Manage This - The Project Management Podcast Episode 18 — Thor, The Norse God of Project Management
Sep 20, 2016
34:32
ANDY CROWE ● BILL YATES ● NICK WALKER ● JOEL “THOR” NEEB
NICK WALKER: Welcome to Manage This, the podcast by project managers for project managers. Every two weeks we get together to discuss the things that matter to you as a professional project manager. We talk about project management certification and doing the job of a project manager, and we hear from some of the leaders in the industry. I’m your host Nick Walker, and with me are our in-house experts, Andy Crowe and Bill Yates. And by the way, on the day we’re recording this, Andy, you’re getting ready to deliver the keynote address at PMI Honolulu.

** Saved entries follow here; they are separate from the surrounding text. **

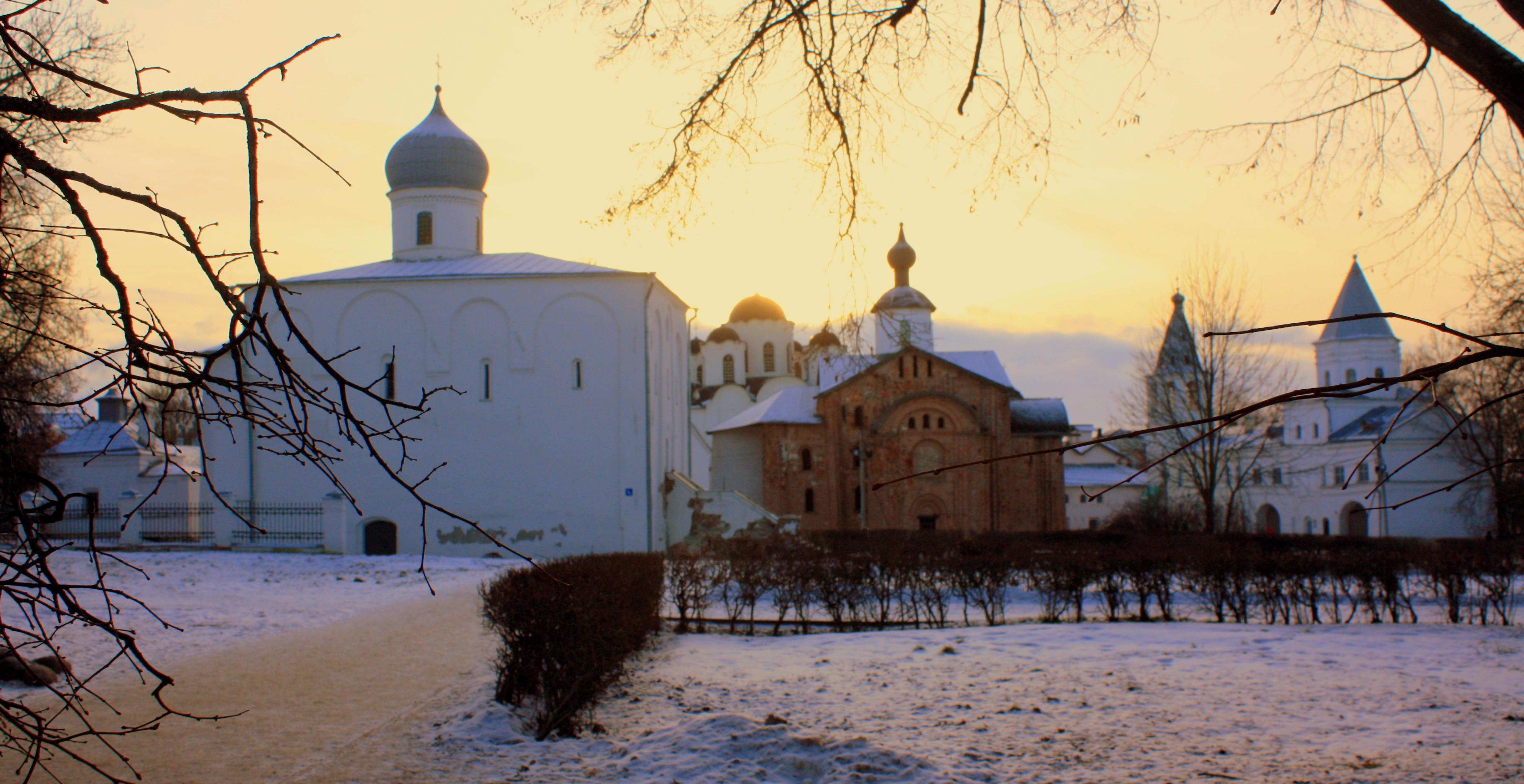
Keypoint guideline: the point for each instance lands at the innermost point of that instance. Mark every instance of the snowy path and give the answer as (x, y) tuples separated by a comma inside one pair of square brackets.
[(311, 695), (1054, 704)]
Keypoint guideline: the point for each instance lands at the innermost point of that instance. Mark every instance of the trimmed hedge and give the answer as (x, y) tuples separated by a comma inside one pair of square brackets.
[(882, 579), (566, 631)]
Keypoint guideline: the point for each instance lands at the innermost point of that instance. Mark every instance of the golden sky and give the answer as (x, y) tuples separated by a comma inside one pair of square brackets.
[(1090, 264)]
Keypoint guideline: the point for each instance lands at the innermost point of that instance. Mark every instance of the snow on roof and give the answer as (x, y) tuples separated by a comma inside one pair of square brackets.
[(1096, 477), (485, 266), (987, 364), (1375, 422), (97, 437), (794, 405), (1038, 415)]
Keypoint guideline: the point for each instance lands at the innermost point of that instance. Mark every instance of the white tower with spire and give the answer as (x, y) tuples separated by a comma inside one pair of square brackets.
[(903, 314), (436, 174), (1352, 351)]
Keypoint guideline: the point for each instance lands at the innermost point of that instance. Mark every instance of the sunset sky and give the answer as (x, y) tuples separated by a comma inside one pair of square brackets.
[(1064, 284)]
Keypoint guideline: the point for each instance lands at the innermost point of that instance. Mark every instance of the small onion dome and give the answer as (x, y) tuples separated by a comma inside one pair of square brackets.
[(757, 308), (436, 154), (825, 339), (723, 335), (901, 256), (903, 297)]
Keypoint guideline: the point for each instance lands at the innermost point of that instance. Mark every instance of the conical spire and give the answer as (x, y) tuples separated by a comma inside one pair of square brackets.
[(1177, 354), (1355, 299)]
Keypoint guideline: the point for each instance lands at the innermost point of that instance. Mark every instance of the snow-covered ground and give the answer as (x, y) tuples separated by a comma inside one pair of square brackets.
[(1034, 702), (223, 597), (1023, 702)]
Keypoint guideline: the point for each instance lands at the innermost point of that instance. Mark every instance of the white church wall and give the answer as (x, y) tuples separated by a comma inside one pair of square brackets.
[(549, 466)]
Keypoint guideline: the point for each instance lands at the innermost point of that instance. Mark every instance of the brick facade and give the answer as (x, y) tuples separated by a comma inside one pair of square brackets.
[(912, 412)]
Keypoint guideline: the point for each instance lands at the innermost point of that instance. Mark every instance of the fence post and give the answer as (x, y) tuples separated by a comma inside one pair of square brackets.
[(132, 527), (334, 518), (223, 521)]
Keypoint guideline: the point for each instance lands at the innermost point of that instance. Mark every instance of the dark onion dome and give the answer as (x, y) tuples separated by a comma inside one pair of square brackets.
[(825, 339), (757, 308), (436, 154), (903, 297), (723, 335)]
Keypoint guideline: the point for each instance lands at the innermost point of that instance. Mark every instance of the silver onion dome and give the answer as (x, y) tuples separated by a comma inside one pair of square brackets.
[(436, 154)]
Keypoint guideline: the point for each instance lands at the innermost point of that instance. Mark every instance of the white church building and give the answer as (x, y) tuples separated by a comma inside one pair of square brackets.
[(1319, 474), (574, 381)]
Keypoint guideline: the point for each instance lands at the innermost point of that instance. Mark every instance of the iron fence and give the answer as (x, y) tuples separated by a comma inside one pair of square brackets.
[(284, 524), (177, 523), (78, 524)]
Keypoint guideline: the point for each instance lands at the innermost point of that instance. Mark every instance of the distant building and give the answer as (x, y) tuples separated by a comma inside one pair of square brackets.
[(1319, 474), (840, 422), (574, 381), (1099, 480)]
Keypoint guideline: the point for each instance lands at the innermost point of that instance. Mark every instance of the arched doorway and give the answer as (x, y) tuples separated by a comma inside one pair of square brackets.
[(927, 512), (1267, 520), (1355, 520), (380, 538)]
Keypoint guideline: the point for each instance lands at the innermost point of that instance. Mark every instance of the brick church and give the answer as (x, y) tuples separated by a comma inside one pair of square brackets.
[(813, 450)]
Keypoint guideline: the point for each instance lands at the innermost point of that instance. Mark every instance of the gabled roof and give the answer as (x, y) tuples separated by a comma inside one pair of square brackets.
[(1038, 415), (1355, 299), (1377, 421), (793, 405), (485, 266), (103, 437), (1098, 477), (836, 370)]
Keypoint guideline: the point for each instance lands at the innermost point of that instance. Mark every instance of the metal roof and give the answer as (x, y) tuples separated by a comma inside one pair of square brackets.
[(436, 154), (1355, 299), (793, 405), (485, 266)]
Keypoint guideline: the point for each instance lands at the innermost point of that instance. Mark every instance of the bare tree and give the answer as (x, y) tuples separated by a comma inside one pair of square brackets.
[(60, 78), (1185, 378), (1491, 395)]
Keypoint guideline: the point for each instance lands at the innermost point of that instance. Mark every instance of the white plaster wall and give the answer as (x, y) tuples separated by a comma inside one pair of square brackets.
[(738, 462), (458, 214), (551, 468), (755, 335)]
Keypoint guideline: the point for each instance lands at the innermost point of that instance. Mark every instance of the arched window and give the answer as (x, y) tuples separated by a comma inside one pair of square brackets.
[(927, 456), (426, 229)]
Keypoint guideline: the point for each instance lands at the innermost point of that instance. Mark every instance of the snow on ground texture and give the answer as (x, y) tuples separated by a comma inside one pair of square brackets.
[(223, 597), (1028, 702)]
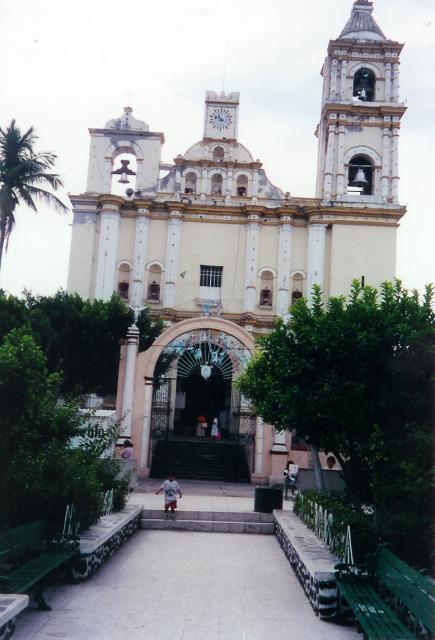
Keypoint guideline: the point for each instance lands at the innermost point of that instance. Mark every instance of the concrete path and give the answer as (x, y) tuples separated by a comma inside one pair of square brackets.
[(201, 496), (173, 585)]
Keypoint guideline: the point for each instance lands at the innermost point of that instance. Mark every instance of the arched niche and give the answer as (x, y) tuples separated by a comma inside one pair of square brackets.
[(124, 271)]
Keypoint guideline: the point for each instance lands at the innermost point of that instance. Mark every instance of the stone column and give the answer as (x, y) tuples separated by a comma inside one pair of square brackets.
[(285, 232), (107, 249), (229, 185), (128, 390), (396, 79), (259, 447), (140, 175), (146, 431), (252, 243), (203, 186), (333, 85), (388, 82), (279, 444), (256, 166), (343, 80), (172, 253), (316, 257), (140, 250), (341, 177), (385, 176), (329, 162), (395, 165)]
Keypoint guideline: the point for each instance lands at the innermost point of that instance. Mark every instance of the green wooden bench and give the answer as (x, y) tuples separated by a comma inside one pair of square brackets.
[(44, 556), (356, 584)]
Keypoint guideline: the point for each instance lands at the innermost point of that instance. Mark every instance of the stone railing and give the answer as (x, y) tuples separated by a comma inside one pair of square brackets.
[(101, 540), (10, 606), (312, 562)]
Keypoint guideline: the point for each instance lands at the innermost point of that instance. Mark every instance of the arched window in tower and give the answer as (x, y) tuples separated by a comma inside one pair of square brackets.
[(360, 180), (266, 289), (124, 175), (242, 186), (190, 184), (154, 283), (216, 184), (297, 287), (218, 154), (364, 85), (124, 272)]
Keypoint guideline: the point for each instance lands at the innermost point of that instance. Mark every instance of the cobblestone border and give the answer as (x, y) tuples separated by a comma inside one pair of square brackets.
[(10, 605), (321, 594)]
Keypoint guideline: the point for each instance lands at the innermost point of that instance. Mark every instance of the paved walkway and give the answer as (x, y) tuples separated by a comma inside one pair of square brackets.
[(199, 495), (173, 585)]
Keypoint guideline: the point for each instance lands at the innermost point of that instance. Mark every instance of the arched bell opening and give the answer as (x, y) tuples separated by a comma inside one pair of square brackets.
[(124, 172), (203, 392), (216, 184), (364, 85), (360, 176)]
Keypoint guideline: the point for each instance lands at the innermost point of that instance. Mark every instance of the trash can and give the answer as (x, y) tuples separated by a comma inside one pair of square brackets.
[(268, 498)]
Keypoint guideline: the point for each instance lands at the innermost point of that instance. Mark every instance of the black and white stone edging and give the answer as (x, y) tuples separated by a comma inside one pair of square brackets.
[(101, 541), (312, 562), (10, 606)]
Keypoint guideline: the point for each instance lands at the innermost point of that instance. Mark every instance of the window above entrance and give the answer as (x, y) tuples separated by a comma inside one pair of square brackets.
[(210, 283), (210, 276)]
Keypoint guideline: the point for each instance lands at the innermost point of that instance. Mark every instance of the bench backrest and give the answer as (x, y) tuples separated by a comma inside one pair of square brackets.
[(17, 541), (415, 591)]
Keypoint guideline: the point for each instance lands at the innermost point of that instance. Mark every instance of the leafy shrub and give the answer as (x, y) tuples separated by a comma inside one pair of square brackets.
[(345, 511)]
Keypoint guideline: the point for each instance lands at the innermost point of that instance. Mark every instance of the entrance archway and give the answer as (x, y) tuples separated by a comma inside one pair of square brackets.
[(206, 355)]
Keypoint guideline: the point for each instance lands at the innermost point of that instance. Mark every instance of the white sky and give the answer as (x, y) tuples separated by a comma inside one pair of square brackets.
[(68, 66)]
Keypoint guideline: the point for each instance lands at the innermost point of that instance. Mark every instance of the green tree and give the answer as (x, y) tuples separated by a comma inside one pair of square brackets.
[(355, 378), (80, 338), (24, 178), (40, 470)]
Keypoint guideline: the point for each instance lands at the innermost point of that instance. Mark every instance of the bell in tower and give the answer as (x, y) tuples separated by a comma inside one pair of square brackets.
[(361, 113)]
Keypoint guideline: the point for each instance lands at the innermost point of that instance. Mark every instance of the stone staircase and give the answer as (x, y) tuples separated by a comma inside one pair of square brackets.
[(200, 460), (210, 521)]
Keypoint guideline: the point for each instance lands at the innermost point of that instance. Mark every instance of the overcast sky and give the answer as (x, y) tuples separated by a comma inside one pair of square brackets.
[(68, 66)]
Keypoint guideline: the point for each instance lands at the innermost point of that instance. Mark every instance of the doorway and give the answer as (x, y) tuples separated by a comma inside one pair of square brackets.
[(196, 396)]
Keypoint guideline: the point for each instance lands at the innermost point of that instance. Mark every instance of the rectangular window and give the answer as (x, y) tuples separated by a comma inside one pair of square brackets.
[(210, 276)]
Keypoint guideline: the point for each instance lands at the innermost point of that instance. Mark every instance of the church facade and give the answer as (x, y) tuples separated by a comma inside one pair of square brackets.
[(212, 247)]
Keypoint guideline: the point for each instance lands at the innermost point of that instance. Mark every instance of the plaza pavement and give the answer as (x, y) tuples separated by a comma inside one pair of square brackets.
[(179, 585)]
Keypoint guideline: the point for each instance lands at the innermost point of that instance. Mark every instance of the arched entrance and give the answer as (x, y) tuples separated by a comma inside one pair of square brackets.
[(193, 375)]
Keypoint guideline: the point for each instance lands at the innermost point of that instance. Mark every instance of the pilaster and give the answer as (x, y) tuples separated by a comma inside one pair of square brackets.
[(172, 254), (107, 249), (139, 258), (128, 391), (395, 165), (284, 260), (385, 176), (329, 162), (316, 257), (252, 245)]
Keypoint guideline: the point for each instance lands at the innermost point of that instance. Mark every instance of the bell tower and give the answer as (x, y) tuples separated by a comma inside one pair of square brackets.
[(358, 133)]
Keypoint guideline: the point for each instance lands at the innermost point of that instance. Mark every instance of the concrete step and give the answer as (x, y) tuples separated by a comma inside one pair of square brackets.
[(217, 516), (208, 526)]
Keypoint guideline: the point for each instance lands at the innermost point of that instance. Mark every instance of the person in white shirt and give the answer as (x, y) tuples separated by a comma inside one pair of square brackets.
[(171, 488), (290, 478)]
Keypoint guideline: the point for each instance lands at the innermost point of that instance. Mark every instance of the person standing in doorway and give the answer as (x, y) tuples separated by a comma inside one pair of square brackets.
[(171, 488), (290, 478), (215, 429)]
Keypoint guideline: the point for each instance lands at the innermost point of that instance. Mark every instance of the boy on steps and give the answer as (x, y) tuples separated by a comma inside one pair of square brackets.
[(171, 488)]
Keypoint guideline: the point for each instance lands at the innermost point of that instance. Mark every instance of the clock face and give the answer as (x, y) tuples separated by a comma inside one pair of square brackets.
[(220, 118)]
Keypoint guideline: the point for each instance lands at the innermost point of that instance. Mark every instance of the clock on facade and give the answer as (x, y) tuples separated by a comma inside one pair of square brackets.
[(220, 118)]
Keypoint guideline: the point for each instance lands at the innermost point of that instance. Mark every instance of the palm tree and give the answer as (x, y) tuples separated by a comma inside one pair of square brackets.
[(24, 174)]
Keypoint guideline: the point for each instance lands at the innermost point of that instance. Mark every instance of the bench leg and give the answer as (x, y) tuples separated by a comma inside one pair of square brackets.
[(40, 600)]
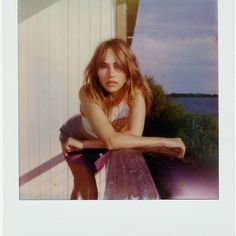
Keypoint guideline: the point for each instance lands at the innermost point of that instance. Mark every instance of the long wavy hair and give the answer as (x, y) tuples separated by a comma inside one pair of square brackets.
[(128, 63)]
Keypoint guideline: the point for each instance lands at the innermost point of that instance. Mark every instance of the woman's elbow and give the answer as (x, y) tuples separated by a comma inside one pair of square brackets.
[(111, 144)]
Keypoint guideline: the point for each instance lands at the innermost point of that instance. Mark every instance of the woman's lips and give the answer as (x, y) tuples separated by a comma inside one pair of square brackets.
[(111, 83)]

ANDY CROWE: I am heading out to Honolulu to be at that chapter. I’ve been there before, and I’m really excited. I’m talking about the Talent Triangle, which is getting a lot of buzz within PMI: the technical, the leadership, and the strategy triangle and how that applies to our own career.
NICK WALKER: And, by the way, our guest today is delivering the opening keynote in a few days at the Project Management Institute’s Global Congress for North America in San Diego. And this is a guy who probably has enough fascinating stories that we could probably sit here for hours and never exhaust them all. It’s amazing how you find these guys. I’m really looking forward to this today. Our guest is Joel Neeb. His friends call him Thor. Are we friends enough to call you Thor?
JOEL NEEB: I definitely think so, yeah, absolutely.
NICK WALKER: Okay. Okay. Well, Thor, welcome to Manage This. We are fortunate to have you here with us.
JOEL NEEB: Thanks, Nick. It’s a real pleasure to be here.
NICK WALKER: Now, before we begin, let me give just a quick rundown of your background for our listeners. Thor was an F-15 pilot. He escorted the U.S. President through the sky. He flew missions to ensure the safety of our country after the attacks of 9/11. He was a technical leader of 300 of the most senior combat pilots in the Air Force. He’s a graduate of the United States Air Force Academy, of the McCombs School of Business at the University of Texas. He’s now the president of Afterburner, leading a team of more than 70 elite military professionals, and with them has trained almost two million business professionals and fostered elite teams for Fortune 100 companies, companies in the tech industry, finance, medical devices, and several NFL teams. We could keep going. But we want to stop there and give you time to talk to us. Thor, first of all, why Thor? I’ve got to know that.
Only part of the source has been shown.